I deal with these scholars and their theories briefly in chap.10 of Divorce & Remarriage in the Bible

This does not mean that John Piper’s non-traditional interpretation of porneia is wrong - it is scholarly theory waiting for more evidence. Most New Testament scholars agree that ‘porneia’ is a general term for sexual sin, as seen in the New Testament itself. It is used for visiting a prostitute (1 Cor.6.13-15, 18), incest (1 Cor.5.1), general sexual sin by a married person (1 Cor.7.2), use of cultic prostitutes (Rev.2.20-21) and the sin of the ‘whore of Babylon’ (Rev.17.2, 4; 18.3; 19.2) - though the most common meaning is ‘sexual sin in general’ (eg Acts 15.20; Eph.5.3; Col.3.5).
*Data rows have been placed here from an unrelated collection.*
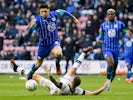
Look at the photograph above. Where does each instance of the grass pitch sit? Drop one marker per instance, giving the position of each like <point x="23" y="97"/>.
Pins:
<point x="12" y="88"/>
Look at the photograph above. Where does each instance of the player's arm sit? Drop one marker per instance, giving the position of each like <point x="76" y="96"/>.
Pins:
<point x="32" y="26"/>
<point x="51" y="77"/>
<point x="62" y="12"/>
<point x="98" y="91"/>
<point x="99" y="39"/>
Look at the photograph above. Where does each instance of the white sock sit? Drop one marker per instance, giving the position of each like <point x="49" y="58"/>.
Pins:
<point x="21" y="71"/>
<point x="78" y="62"/>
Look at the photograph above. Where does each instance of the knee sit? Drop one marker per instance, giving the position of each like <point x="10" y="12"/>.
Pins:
<point x="58" y="54"/>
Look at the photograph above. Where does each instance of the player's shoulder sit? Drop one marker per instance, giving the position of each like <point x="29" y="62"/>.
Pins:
<point x="53" y="12"/>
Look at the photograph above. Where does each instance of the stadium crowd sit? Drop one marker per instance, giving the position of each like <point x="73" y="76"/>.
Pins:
<point x="15" y="15"/>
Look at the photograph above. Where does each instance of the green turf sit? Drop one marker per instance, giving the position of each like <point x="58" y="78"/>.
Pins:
<point x="12" y="88"/>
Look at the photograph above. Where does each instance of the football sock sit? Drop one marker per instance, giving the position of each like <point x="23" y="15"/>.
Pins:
<point x="21" y="71"/>
<point x="129" y="73"/>
<point x="58" y="63"/>
<point x="33" y="69"/>
<point x="109" y="71"/>
<point x="78" y="62"/>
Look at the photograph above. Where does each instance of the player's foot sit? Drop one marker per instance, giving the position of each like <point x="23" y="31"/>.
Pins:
<point x="13" y="64"/>
<point x="108" y="87"/>
<point x="86" y="50"/>
<point x="58" y="72"/>
<point x="29" y="76"/>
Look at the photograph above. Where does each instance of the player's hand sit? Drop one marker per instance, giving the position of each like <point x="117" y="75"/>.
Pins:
<point x="76" y="21"/>
<point x="48" y="70"/>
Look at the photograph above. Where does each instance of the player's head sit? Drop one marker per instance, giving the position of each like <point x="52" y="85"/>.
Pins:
<point x="76" y="81"/>
<point x="111" y="14"/>
<point x="44" y="10"/>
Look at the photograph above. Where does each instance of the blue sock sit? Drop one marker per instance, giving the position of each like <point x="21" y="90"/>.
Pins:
<point x="33" y="69"/>
<point x="109" y="71"/>
<point x="58" y="63"/>
<point x="129" y="73"/>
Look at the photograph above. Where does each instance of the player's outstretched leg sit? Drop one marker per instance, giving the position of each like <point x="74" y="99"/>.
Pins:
<point x="16" y="68"/>
<point x="58" y="71"/>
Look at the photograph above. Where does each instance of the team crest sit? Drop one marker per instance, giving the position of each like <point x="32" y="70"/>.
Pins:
<point x="111" y="33"/>
<point x="51" y="26"/>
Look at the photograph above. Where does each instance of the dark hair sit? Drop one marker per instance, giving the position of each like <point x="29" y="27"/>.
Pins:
<point x="76" y="81"/>
<point x="43" y="6"/>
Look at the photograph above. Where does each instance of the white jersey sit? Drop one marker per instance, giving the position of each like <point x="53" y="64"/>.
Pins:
<point x="66" y="80"/>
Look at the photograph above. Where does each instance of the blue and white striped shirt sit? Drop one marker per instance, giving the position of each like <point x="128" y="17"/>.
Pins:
<point x="128" y="46"/>
<point x="47" y="28"/>
<point x="111" y="34"/>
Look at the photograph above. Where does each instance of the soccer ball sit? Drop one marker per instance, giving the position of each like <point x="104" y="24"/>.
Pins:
<point x="31" y="85"/>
It is a pity that I wasn’t clearer when I summarised my book in the CT article, but that is the danger of trying to say a great deal in few words. I’d like to thank John Piper for helping to set aside some of the misconceptions which resulted.


23 comments:

Chris said...

I am very thankful you and Dr. Piper's gracious dialogue. As a pastor, this is an issue that I must regularly make decisions about. It is a tremendous benefit to study your interaction.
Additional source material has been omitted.